Thanks for the link, DustyDevil; very interesting paper, but it was looking at the revolution of the nucleus of the comet, if I got it right, and not any visible spiraling of the orbital trajectory of the center of the mass that I was alluding to. I have another paper somewhere,investigating the sheath arrangement around a cometary nucleus, but it wasn't about trajectories, either.
The use of the abbreviation "CN" was annoying. It was never formally defined, but it appeared at first to refer to "Cometary Nucleus", the item under study through observations from the ejecta in the coma The first thing that sprang to [my] mind was "cyanogen" or (CN)2, a common molecule in space as well as being able to be manufactured here for a variety of purposes.
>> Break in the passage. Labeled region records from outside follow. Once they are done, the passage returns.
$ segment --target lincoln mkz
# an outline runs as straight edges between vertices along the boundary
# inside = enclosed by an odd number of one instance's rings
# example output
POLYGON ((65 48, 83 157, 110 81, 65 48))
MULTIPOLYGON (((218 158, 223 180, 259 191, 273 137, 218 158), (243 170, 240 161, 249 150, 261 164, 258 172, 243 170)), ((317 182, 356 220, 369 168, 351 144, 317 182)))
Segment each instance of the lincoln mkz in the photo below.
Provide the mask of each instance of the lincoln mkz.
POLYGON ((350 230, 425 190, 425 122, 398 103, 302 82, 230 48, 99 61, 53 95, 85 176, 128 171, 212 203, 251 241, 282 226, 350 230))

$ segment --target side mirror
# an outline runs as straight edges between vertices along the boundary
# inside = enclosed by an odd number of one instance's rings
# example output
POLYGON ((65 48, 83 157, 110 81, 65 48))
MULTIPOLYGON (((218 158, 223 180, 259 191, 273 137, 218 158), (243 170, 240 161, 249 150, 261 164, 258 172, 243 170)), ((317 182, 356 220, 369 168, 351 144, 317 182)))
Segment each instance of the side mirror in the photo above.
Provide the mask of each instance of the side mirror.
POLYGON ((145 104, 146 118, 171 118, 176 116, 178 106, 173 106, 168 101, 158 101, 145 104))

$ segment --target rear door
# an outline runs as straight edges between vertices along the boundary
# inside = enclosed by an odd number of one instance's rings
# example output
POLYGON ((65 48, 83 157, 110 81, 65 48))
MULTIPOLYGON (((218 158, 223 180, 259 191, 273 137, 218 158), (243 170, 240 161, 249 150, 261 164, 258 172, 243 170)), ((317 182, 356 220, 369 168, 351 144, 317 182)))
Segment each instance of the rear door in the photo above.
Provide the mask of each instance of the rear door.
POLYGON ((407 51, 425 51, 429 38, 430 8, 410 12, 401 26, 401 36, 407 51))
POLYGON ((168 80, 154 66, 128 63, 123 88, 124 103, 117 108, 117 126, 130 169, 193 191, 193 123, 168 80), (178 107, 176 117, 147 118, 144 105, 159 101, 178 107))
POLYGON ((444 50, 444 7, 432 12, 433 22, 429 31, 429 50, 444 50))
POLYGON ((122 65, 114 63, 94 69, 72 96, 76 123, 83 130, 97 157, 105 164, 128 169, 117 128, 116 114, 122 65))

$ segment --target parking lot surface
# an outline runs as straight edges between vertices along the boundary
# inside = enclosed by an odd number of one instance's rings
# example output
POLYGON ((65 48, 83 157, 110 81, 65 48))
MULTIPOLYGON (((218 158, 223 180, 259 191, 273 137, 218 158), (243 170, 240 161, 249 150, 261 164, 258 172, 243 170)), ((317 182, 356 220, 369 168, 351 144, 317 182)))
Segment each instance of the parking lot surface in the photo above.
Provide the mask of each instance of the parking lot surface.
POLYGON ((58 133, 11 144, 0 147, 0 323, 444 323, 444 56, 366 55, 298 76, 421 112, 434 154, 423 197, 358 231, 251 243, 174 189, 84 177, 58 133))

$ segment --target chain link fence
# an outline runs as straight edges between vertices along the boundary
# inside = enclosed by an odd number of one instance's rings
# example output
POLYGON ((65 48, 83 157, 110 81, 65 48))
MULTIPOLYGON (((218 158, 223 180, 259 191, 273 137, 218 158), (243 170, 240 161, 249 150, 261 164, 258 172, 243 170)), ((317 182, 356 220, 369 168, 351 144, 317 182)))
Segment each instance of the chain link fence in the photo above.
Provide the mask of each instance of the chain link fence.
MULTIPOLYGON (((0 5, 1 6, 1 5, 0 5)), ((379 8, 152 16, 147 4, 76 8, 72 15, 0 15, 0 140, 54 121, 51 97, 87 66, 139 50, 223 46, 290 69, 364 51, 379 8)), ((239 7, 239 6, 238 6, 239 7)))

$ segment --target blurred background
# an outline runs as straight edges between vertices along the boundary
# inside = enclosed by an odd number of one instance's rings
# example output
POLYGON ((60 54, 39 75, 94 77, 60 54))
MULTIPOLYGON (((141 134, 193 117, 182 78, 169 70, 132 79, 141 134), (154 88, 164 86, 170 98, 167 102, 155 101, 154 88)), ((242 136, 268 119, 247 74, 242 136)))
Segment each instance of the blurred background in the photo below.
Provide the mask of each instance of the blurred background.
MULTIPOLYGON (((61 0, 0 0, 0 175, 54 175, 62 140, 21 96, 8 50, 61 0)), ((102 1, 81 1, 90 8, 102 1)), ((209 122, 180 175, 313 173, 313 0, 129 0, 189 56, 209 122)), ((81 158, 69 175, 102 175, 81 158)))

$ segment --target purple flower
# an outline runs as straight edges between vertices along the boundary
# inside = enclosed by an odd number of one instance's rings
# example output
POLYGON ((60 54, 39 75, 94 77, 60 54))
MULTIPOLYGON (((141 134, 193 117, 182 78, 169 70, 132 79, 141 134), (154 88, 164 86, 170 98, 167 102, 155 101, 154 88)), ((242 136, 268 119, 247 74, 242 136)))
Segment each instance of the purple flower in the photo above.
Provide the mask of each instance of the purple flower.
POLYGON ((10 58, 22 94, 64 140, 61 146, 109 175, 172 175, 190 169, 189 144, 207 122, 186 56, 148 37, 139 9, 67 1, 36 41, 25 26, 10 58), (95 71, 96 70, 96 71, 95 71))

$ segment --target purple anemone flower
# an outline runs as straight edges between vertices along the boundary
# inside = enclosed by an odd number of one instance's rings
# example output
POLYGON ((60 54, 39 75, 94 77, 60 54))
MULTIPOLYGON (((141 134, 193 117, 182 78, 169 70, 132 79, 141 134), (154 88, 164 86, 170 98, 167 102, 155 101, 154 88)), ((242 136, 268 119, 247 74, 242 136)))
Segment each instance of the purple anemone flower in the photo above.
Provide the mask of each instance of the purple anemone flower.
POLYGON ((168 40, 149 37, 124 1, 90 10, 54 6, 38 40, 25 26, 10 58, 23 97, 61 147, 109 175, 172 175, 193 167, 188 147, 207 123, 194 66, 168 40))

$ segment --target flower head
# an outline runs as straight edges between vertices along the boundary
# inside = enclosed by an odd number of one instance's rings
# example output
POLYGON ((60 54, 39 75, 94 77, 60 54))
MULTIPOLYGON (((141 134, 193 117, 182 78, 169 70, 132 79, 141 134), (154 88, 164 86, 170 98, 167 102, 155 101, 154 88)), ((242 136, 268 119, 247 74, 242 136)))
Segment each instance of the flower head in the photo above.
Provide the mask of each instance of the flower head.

But cyanogen is a
pair of C-N's with the two carbons back to back in the center with the N's sticking out to the sides. Very confusing. I figured it out from their use of the phrase, "...due to fluorescence emission of the violet (0-0) band", and then looking up cometary filters from Lumicon, a filter manufacturer well known in the amateur astronomy community. Sure enough, very light violet-colored filters enhance the near UV light light emitted by "glowing" cyanogen (see CN emission
here). <- This Hyperphysics article also uses the "CN" convention. Springer articles also use "C2N2", while "ethanedinitrile" and "dicyanogen" are among other names associated with this molecule.
But no mention of "charged body undergoing cyclotron spiraling in a magnetic field"! It was the spiraling of the tails that they were looking at; the "water sprinkler effect", to uses as clues about nucleus rotation and composition.